Wednesday, May 22, 2019

Hengist's daughter as part of a pattern.....


It’s hard to understate the importance of ‘The History of the Kings of Britain’ (completed by 1136) to the Matter of Britain. Before Geoffrey there are scattered stories, anecdotes and incidents. After Geoffrey, the swirling fragments become stories set in sequence, given a spurious feeling of historical truth. 

The scale of the work is as easily overlooked as was the scale of the writer’s ambition and achievement. 

He may not have created the foundation myth of British history, but he made it work as a coherent story. Beginning with the legendary Brutus, he notes every King who succeeded down to the historical Kings like Edwin and Oswald. It has very little historical value but the originality and inventiveness, the artistic shaping of the narrative, and the effort that must have gone into it are impressive.

His simple chronicle framework was very flexible. Some kings could be nothing more than names in a list:

Rivallo’s son Gurgustius succeeded him, Sisillius came after Gurgustius, then Jago the nephew of Gurgustius, then Kimarcus, the son of Sisillius and after him Gorboduc. (p. 87-88)  

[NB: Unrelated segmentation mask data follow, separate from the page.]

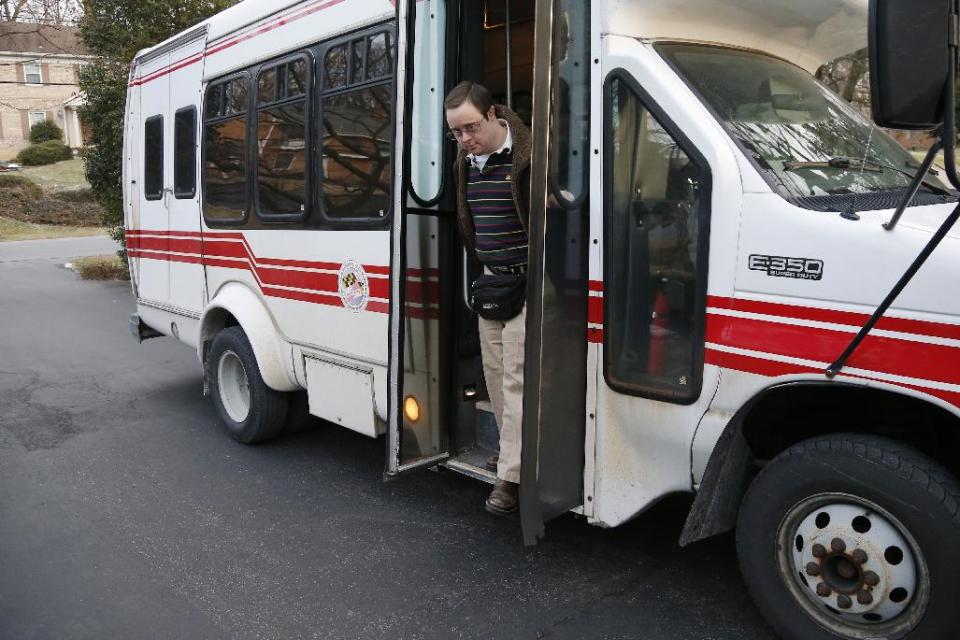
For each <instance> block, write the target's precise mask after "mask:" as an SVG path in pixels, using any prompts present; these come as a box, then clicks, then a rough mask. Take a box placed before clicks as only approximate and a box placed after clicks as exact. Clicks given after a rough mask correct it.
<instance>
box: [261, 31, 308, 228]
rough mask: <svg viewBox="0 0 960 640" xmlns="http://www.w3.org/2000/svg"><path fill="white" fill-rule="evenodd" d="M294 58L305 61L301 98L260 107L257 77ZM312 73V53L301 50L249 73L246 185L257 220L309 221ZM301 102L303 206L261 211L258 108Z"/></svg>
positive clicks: (292, 61)
mask: <svg viewBox="0 0 960 640" xmlns="http://www.w3.org/2000/svg"><path fill="white" fill-rule="evenodd" d="M296 60H304V61H305V62H306V64H307V74H306V87H304V94H303V97H297V98H283V99H282V100H274V101H273V102H268V103H264V104H265V105H266V106H263V107H261V102H260V77H261V76H262V75H263V74H264V73H265V72H267V71H270V70H275V69H278V68H280V67H282V66H286V65H287V64H289V63H291V62H295V61H296ZM315 74H316V64H315V60H314V57H313V55H312V53H311V52H310V51H309V50H307V49H305V50H303V51H297V52H296V53H293V54H289V55H286V56H283V57H282V58H277V59H274V60H271V61H269V62H265V63H263V64H262V65H260V66H259V67H257V68H256V74H251V75H252V76H253V81H252V82H253V88H252V91H253V92H254V95H253V110H252V111H251V112H249V114H250V115H251V116H252V117H251V118H250V128H251V129H252V131H253V133H254V136H253V138H251V139H250V141H249V142H250V145H249V146H250V147H251V148H252V150H253V156H254V169H253V175H252V176H251V179H250V182H251V185H250V188H251V189H252V191H253V205H254V209H255V211H256V216H257V220H258V221H259V222H262V223H264V224H278V223H296V222H304V221H306V220H309V219H310V217H311V215H312V214H313V211H314V209H315V207H314V203H315V202H314V201H315V200H316V198H315V196H314V183H315V182H316V181H315V180H314V172H315V171H314V166H315V165H316V164H318V163H317V161H316V160H315V159H314V155H315V154H314V153H313V148H314V142H313V140H314V135H313V131H314V124H313V116H314V107H313V104H312V103H313V99H314V93H315V91H314V77H315ZM300 101H302V102H303V105H304V154H305V158H304V160H305V165H306V166H305V167H304V187H303V188H304V209H303V211H301V212H300V213H269V212H264V210H263V208H262V207H261V206H260V150H259V140H260V131H259V114H260V111H266V110H269V109H270V108H272V107H276V106H283V105H287V104H294V103H296V102H300Z"/></svg>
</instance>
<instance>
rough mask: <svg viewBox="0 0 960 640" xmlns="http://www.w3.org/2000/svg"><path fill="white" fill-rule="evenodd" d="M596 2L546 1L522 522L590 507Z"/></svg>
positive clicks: (528, 273) (521, 467) (541, 0)
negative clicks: (570, 510)
mask: <svg viewBox="0 0 960 640" xmlns="http://www.w3.org/2000/svg"><path fill="white" fill-rule="evenodd" d="M591 4H592V3H591V2H590V0H538V1H537V3H536V11H535V16H534V20H535V26H534V39H535V46H534V51H535V53H534V60H533V126H532V134H533V152H532V158H533V160H532V163H531V185H532V186H531V194H530V224H529V231H530V264H529V267H528V272H527V277H528V289H527V344H526V361H525V364H526V366H525V371H524V400H523V448H522V466H521V471H520V515H521V520H522V523H523V536H524V541H525V542H526V543H527V544H534V543H535V542H536V540H537V539H538V538H540V537H542V536H543V535H544V523H545V522H546V521H548V520H550V519H552V518H555V517H557V516H559V515H561V514H563V513H566V512H567V511H569V510H570V509H573V508H576V507H578V506H580V505H581V504H582V503H583V500H584V497H583V496H584V491H583V487H584V477H583V476H584V451H585V439H586V423H587V419H588V417H587V392H586V390H587V305H588V301H589V292H588V285H589V280H588V278H589V269H588V248H589V243H590V225H589V210H590V198H589V193H590V165H591V162H593V163H594V164H595V163H596V160H591V158H594V156H595V154H594V153H593V152H592V151H591V144H590V142H591V125H590V100H591V91H590V86H591V72H592V70H595V71H594V72H595V73H599V70H598V69H599V65H597V64H594V61H593V59H592V53H591V50H592V46H591V41H592V36H591V29H590V24H591V19H592V17H591V13H592V11H591Z"/></svg>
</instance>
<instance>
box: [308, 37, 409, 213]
mask: <svg viewBox="0 0 960 640" xmlns="http://www.w3.org/2000/svg"><path fill="white" fill-rule="evenodd" d="M379 33H386V34H387V35H388V37H389V38H390V51H391V52H392V56H393V61H392V66H391V69H390V76H389V77H388V78H377V79H375V80H367V79H366V77H365V76H366V65H367V58H368V57H369V49H370V44H369V41H368V40H369V38H371V37H372V36H375V35H377V34H379ZM360 39H362V40H363V41H364V48H363V63H364V79H363V80H362V81H360V82H356V83H351V82H350V80H351V78H352V75H353V42H354V41H355V40H360ZM344 44H345V45H347V72H346V73H347V84H346V86H344V87H339V88H337V89H332V90H326V89H325V88H324V87H325V86H326V81H327V77H326V74H327V68H326V58H327V54H328V53H329V51H330V50H331V49H335V48H336V47H339V46H341V45H344ZM396 47H397V29H396V25H395V24H394V23H393V22H386V23H380V24H376V25H372V26H369V27H364V28H362V29H358V30H356V31H353V32H351V33H347V34H344V35H342V36H340V37H338V38H334V39H331V40H328V41H326V42H324V43H322V44H321V45H320V46H319V47H318V48H317V58H316V61H317V65H316V68H317V72H316V91H314V100H315V101H316V105H315V109H314V119H315V120H316V122H317V127H316V131H317V135H316V141H315V143H314V149H315V151H314V153H315V156H316V161H315V167H316V181H315V184H317V185H318V188H317V189H316V190H315V199H316V202H315V204H316V209H315V210H316V211H317V212H319V218H320V221H321V223H322V224H323V226H324V227H328V228H330V229H337V230H369V229H372V230H382V229H386V228H388V227H389V226H390V220H391V218H392V217H393V213H394V212H393V200H394V193H395V192H396V189H397V187H398V185H397V184H396V182H397V181H396V180H395V177H396V166H397V165H396V163H397V160H398V159H397V157H396V155H397V148H396V135H397V134H396V131H397V117H396V114H397V105H396V99H397V73H396V69H397V59H396V57H397V49H396ZM377 86H388V87H389V91H390V166H389V171H390V191H389V194H390V206H389V208H388V209H387V211H386V212H385V213H384V215H383V216H378V217H371V216H359V217H344V216H330V215H328V213H327V208H326V206H325V205H324V182H325V180H326V176H325V175H323V142H322V131H323V127H322V126H321V123H322V120H323V101H324V98H327V97H330V96H337V95H343V94H347V93H350V92H351V91H360V90H363V89H369V88H372V87H377Z"/></svg>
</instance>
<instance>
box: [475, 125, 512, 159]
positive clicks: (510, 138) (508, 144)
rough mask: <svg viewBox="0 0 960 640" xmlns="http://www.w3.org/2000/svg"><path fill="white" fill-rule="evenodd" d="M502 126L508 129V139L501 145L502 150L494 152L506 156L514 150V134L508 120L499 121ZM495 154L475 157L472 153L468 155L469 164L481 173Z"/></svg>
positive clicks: (506, 137)
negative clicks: (507, 153) (510, 130)
mask: <svg viewBox="0 0 960 640" xmlns="http://www.w3.org/2000/svg"><path fill="white" fill-rule="evenodd" d="M497 122H499V123H500V124H501V125H503V126H504V127H506V129H507V137H506V138H504V140H503V144H502V145H500V148H499V149H497V150H496V151H494V153H496V154H506V153H510V152H511V151H512V150H513V132H512V131H510V125H509V124H507V121H506V120H497ZM492 155H493V153H485V154H483V155H479V156H475V155H473V154H472V153H470V154H467V162H469V163H470V164H471V165H472V166H474V167H476V168H477V169H479V170H480V171H483V168H484V167H485V166H486V165H487V160H489V159H490V156H492Z"/></svg>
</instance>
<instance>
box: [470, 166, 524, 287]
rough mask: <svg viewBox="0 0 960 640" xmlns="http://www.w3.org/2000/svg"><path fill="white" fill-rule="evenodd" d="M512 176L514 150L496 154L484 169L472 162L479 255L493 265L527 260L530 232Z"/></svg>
mask: <svg viewBox="0 0 960 640" xmlns="http://www.w3.org/2000/svg"><path fill="white" fill-rule="evenodd" d="M512 178H513V156H512V154H504V155H503V156H499V155H497V154H494V155H492V156H490V158H489V159H488V160H487V164H486V165H485V166H484V167H483V169H482V170H480V169H477V167H475V166H473V165H472V164H471V165H470V168H469V171H468V173H467V204H468V205H469V207H470V214H471V215H472V216H473V223H474V226H475V227H476V231H477V236H476V238H477V239H476V248H477V258H478V259H479V260H480V262H482V263H483V264H485V265H486V266H488V267H493V268H494V269H496V268H497V267H515V266H519V265H526V264H527V232H526V231H525V230H524V228H523V225H522V224H521V223H520V217H519V216H518V215H517V209H516V206H515V205H514V202H513V188H512Z"/></svg>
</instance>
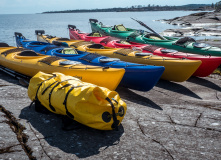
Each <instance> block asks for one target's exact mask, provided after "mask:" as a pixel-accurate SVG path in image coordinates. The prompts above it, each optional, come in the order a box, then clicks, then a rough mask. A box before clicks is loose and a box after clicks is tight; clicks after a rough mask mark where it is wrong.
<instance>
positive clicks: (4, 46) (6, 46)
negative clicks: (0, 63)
mask: <svg viewBox="0 0 221 160" xmlns="http://www.w3.org/2000/svg"><path fill="white" fill-rule="evenodd" d="M0 47H9V45H8V44H7V43H0Z"/></svg>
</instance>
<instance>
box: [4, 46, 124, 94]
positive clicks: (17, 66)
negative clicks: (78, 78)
mask: <svg viewBox="0 0 221 160" xmlns="http://www.w3.org/2000/svg"><path fill="white" fill-rule="evenodd" d="M1 46H2V47H0V65H2V66H4V67H6V68H9V69H11V70H14V71H16V72H19V73H21V74H24V75H27V76H30V77H32V76H34V75H35V74H36V73H38V72H39V71H42V72H45V73H53V72H60V73H63V74H65V75H70V76H75V77H78V78H79V79H81V80H82V81H84V82H89V83H93V84H96V85H99V86H102V87H106V88H108V89H110V90H115V89H116V88H117V86H118V85H119V83H120V81H121V79H122V78H123V75H124V73H125V70H124V69H115V68H104V67H99V66H90V65H83V64H81V63H80V62H76V61H69V60H66V59H62V58H60V57H55V56H46V55H39V54H37V53H35V52H34V51H30V50H25V49H23V48H17V47H11V46H7V44H5V45H1Z"/></svg>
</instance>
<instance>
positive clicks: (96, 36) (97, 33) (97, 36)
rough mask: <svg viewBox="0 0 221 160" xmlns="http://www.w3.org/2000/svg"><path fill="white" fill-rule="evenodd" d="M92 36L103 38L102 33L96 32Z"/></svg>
mask: <svg viewBox="0 0 221 160" xmlns="http://www.w3.org/2000/svg"><path fill="white" fill-rule="evenodd" d="M92 36H93V37H102V35H101V34H100V33H98V32H95V33H94V34H93V35H92Z"/></svg>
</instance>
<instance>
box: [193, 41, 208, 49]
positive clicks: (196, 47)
mask: <svg viewBox="0 0 221 160" xmlns="http://www.w3.org/2000/svg"><path fill="white" fill-rule="evenodd" d="M193 46H194V47H196V48H207V47H211V46H210V45H209V44H206V43H198V42H195V43H193Z"/></svg>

The frame also allowed for expansion, most obviously with Arthur, but also with Lier, Ebruac, Bellinus and Brennus and Vortigern. 

What the chronicle framework imposed on individual stories nested between others, was the necessity for a narrative arc. Each had to have its own beginning and end, but then had to fit into the sequence between preceding and succeeding reigns. 

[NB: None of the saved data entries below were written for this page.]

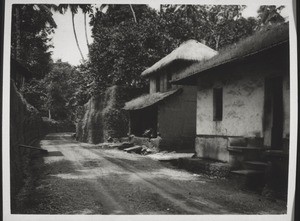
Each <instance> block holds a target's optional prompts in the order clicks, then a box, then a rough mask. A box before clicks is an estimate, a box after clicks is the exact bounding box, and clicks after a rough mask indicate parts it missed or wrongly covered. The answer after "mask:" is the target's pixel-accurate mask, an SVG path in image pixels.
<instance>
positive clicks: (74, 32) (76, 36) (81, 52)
mask: <svg viewBox="0 0 300 221" xmlns="http://www.w3.org/2000/svg"><path fill="white" fill-rule="evenodd" d="M72 25H73V32H74V37H75V41H76V44H77V48H78V50H79V53H80V55H81V58H82V60H84V57H83V54H82V51H81V49H80V46H79V43H78V39H77V34H76V30H75V23H74V13H73V12H72Z"/></svg>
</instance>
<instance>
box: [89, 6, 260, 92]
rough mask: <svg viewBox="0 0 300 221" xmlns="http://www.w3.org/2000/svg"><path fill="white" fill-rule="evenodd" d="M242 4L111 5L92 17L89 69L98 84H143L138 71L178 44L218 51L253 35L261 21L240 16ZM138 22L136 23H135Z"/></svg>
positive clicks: (104, 86)
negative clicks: (193, 42) (105, 8)
mask: <svg viewBox="0 0 300 221" xmlns="http://www.w3.org/2000/svg"><path fill="white" fill-rule="evenodd" d="M244 8H245V7H244V6H235V5H230V6H225V5H213V6H209V5H206V6H203V5H162V6H161V9H160V12H156V11H155V10H153V9H151V8H150V7H149V6H147V5H134V12H135V19H132V18H133V17H132V11H131V8H130V7H129V6H128V5H109V7H108V8H107V11H106V12H105V13H104V12H102V11H101V10H100V9H97V10H96V14H95V16H92V19H91V25H92V27H93V28H92V35H93V38H94V42H93V44H92V45H91V47H90V62H89V68H90V71H91V73H92V74H93V76H94V78H95V81H96V86H97V87H96V88H97V89H99V90H102V89H105V88H106V87H107V86H109V85H112V84H122V85H129V86H137V87H143V86H146V85H147V81H146V80H145V79H142V78H140V74H141V72H142V71H143V70H145V69H146V68H147V67H149V66H151V65H152V64H153V63H155V62H156V61H158V60H159V59H161V58H162V57H164V56H165V55H167V54H168V53H170V52H171V51H172V50H174V49H175V48H176V47H178V46H179V44H180V43H182V42H184V41H186V40H188V39H195V40H198V41H205V42H206V44H207V45H208V46H210V47H211V48H213V49H216V50H218V49H219V48H221V47H224V46H226V45H229V44H232V43H234V42H236V41H238V40H239V39H240V38H243V37H246V36H248V35H251V34H252V33H253V31H254V29H255V27H256V25H257V23H256V20H255V19H253V18H249V19H245V18H243V17H242V16H241V12H242V10H243V9H244ZM135 21H137V22H135Z"/></svg>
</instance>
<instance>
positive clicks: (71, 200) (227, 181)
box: [14, 133, 286, 214]
mask: <svg viewBox="0 0 300 221" xmlns="http://www.w3.org/2000/svg"><path fill="white" fill-rule="evenodd" d="M41 147H42V148H43V149H46V150H48V151H49V153H48V155H44V156H42V155H34V156H33V158H32V163H31V174H32V175H31V176H30V177H29V178H28V179H27V183H26V185H25V188H24V189H23V191H22V192H21V194H20V196H19V205H18V206H17V208H15V209H14V212H15V213H22V214H24V213H26V214H28V213H29V214H250V213H254V214H269V213H285V212H286V207H285V203H284V202H281V201H271V200H268V199H265V198H263V197H262V196H259V195H256V194H254V193H247V192H244V191H241V190H239V189H237V188H235V187H234V185H232V184H231V183H230V182H229V181H227V180H220V179H212V178H210V177H207V176H204V175H196V174H192V173H189V172H186V171H184V170H179V169H177V168H175V167H172V166H171V165H168V164H166V163H161V162H159V161H155V160H153V159H150V158H149V157H146V156H141V155H137V154H129V153H125V152H123V151H120V150H116V149H101V148H99V147H98V146H97V145H91V144H85V143H79V142H77V141H75V140H73V139H72V138H71V136H70V134H68V133H60V134H50V135H48V136H47V137H46V138H45V139H44V140H42V141H41Z"/></svg>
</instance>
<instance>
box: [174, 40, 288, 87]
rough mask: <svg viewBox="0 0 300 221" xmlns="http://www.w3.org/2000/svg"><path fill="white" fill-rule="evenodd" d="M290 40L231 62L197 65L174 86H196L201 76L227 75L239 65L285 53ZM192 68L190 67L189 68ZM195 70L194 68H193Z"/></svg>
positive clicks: (249, 54) (251, 53) (287, 47)
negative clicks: (232, 66) (264, 56)
mask: <svg viewBox="0 0 300 221" xmlns="http://www.w3.org/2000/svg"><path fill="white" fill-rule="evenodd" d="M288 47H289V40H285V41H282V42H279V43H276V44H273V45H271V46H269V47H266V48H263V49H261V50H259V51H255V52H253V53H249V54H246V55H243V56H240V57H234V58H232V59H229V60H224V61H222V62H220V63H217V64H212V65H205V64H203V65H202V66H200V65H199V64H195V68H194V71H191V72H190V73H189V74H188V75H186V76H182V77H180V78H177V79H174V80H172V81H171V83H172V84H175V85H196V84H197V79H198V77H200V76H204V75H206V74H207V75H210V74H215V73H217V72H220V73H221V72H222V73H225V72H226V70H227V69H229V68H230V67H232V66H234V65H236V64H238V63H243V62H247V61H250V60H252V59H253V60H254V59H259V58H261V59H264V55H266V54H272V53H273V52H274V51H280V52H283V49H287V50H288V49H289V48H288ZM188 68H190V67H188ZM192 68H193V67H192Z"/></svg>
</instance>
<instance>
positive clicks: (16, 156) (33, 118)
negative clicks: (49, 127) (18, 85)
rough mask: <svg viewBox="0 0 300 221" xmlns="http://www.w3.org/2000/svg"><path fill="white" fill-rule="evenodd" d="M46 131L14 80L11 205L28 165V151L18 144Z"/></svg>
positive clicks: (11, 117)
mask: <svg viewBox="0 0 300 221" xmlns="http://www.w3.org/2000/svg"><path fill="white" fill-rule="evenodd" d="M45 133H46V131H45V130H44V126H43V121H42V118H41V115H40V113H39V112H38V110H37V109H35V108H34V107H33V106H31V105H30V104H28V103H27V101H26V100H25V99H24V98H23V96H22V95H21V94H20V93H19V92H18V90H17V88H16V86H15V84H14V82H13V81H12V82H11V89H10V181H11V207H12V211H13V209H14V208H15V204H16V196H17V194H18V193H19V192H20V189H21V188H22V186H23V185H24V179H25V178H26V176H27V174H26V173H27V171H28V170H27V169H28V165H29V151H28V150H26V149H25V148H21V147H20V145H21V144H23V145H33V144H34V143H35V142H37V141H38V140H39V139H40V138H41V137H42V136H43V135H45Z"/></svg>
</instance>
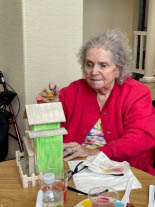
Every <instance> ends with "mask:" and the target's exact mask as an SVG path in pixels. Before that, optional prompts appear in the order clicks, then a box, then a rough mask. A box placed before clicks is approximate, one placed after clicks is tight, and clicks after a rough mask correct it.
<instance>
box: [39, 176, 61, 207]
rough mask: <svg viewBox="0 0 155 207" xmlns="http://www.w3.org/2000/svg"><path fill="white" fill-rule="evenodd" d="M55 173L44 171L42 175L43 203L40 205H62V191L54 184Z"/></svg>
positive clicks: (54, 205) (41, 189)
mask: <svg viewBox="0 0 155 207" xmlns="http://www.w3.org/2000/svg"><path fill="white" fill-rule="evenodd" d="M54 181H55V175H54V174H53V173H46V174H44V175H43V185H42V187H41V190H42V191H43V202H42V203H43V204H42V207H63V192H62V191H61V189H60V188H58V187H56V186H55V185H54Z"/></svg>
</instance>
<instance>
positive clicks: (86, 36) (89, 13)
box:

The sequencing of events demands some form of causality: because this happened, that followed. Or the sequence will imply causality. This has happened, therefore what came before it was in some way responsible.

Even the most superlative imagination could not avoid repetition. The genre itself is built on it: 

A king comes to the throne, rules, dies. Repeat. 

It’s inevitable that patterns begin to appear and create a sense that the story is generating its own criteria against which actions can be measured. 

Laȝamon, reading Wace, sees that love stories are stories of aberrant behaviour. There’s nothing heroic or tragic about his lovers. 

For Laȝamon, one paradigm is begun when a King, seeing a woman, puts his desire for her before his duties and obligations. When we encounter Vortigern, lusting after Rowena, we’ve already heard the story of Locrin and Aestrild and know how badly that ended.  What has happened casts its shadow forward over this new event. But it also works retrospectively. The story of Locrin will qualify the story of Vortigern, and the story of Hengist’s daughter will qualify the earlier story of Aestrild. Both will qualify the story of Uther and Ygaearne, which is complicated enough already. 

The pattern should also set the alarms ringing when Arthur does something all for the love of Gweneviere.
And it's worth noting that only in the last of the four stories is the woman in any way responsible for the disaster that follows.